Medium-scale traveling ionospheric disturbance (MSTID) is an interesting phenomenon in the F-region. The MSTID is frequent in summer nighttime over Japan, showing wave structures with wavelengths of 100-200 km, periodicity of about 1 hour, and propagation toward the southwest. Although one hypothesis for the generation mechanism of MSTID is suggested by computer simulation, its confirmation by observation is necessary. We had a chance of launching the sounding rockets S-520-27 and S-310-42 to the MSTID region on July 20, 2013 from JAXA Uchinoura Space Center. This study aims to provide accurate data of natural electric field and plasma density from the sounding rocket S-520-27 experiment. Natural electric field was measured by the double-probe sensor on the rocket. The data were analyzed with location and attitude of the rocket and the geomagnetic field model.
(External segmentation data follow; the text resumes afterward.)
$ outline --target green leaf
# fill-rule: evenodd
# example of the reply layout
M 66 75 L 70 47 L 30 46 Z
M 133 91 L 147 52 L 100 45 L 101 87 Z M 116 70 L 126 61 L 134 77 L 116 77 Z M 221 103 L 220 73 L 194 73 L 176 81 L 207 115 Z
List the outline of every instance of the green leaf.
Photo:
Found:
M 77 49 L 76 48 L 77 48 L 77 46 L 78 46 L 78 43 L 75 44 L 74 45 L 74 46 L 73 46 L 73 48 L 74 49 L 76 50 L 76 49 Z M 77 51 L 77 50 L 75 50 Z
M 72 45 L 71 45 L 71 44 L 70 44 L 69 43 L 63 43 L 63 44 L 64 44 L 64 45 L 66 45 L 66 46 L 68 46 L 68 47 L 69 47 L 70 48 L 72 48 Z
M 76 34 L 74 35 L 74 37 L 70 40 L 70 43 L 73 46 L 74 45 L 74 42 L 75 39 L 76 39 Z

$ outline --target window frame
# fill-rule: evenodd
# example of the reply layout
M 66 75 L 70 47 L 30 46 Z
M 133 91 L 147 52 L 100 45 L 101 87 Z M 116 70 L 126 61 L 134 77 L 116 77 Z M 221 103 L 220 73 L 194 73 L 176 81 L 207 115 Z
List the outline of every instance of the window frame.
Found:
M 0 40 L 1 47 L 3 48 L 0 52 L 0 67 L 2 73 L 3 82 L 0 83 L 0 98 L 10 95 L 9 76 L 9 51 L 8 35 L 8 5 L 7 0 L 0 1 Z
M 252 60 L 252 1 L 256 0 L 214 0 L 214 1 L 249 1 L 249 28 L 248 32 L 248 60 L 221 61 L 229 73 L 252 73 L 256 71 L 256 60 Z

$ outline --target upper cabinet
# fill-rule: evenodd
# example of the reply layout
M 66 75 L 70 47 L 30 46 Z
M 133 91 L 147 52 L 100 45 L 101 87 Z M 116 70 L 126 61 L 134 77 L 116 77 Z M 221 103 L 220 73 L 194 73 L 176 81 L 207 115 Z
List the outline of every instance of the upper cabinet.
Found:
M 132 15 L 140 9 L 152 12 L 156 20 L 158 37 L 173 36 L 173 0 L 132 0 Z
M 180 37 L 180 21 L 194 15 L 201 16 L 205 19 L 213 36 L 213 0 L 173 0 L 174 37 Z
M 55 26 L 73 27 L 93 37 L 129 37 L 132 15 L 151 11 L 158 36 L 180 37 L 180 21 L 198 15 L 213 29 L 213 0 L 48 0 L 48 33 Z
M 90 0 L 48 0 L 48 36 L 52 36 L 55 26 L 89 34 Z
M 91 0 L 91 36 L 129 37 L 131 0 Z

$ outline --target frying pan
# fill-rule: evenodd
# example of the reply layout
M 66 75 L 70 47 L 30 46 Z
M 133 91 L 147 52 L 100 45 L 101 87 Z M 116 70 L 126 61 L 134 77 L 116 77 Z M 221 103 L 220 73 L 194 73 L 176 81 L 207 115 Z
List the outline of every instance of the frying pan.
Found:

Accuracy of the analysis is improved as we use the revised rocket attitude that is more accurate than before. Also we propose an estimation method of electric field, which makes use of the orthogonality of the electric field to the geomagnetic field. Obtained natural electric field associated with MSTID was about 5 mV/m. Plasma density from this experiment, on the other hand, was measured by the rocket-ground dual-band beacon experiment. First, total electron content(TEC) was derived from signal processing of the dual-band beacon. Secondly, distribution of plasma density was estimated by tomographic technique. We set the initial data by referring to the data from the impedance probe on the rocket and the three-dimensional GPS-TEC tomography based GEONET. As a result, disordered structure of plasma density with wavelength of 100 km was found. By comparison of these natural electric field and plasma density data, anti-correlation between the two elements was found. In the area of depleted plasma density, the electric field was northeastward, and its intensity became maximum. Above all, this study successfully derived natural electric field and plasma density data which are reasonable for ionosphere behavior and have potentiality for understanding electromagnetic interrelationship between E and F region.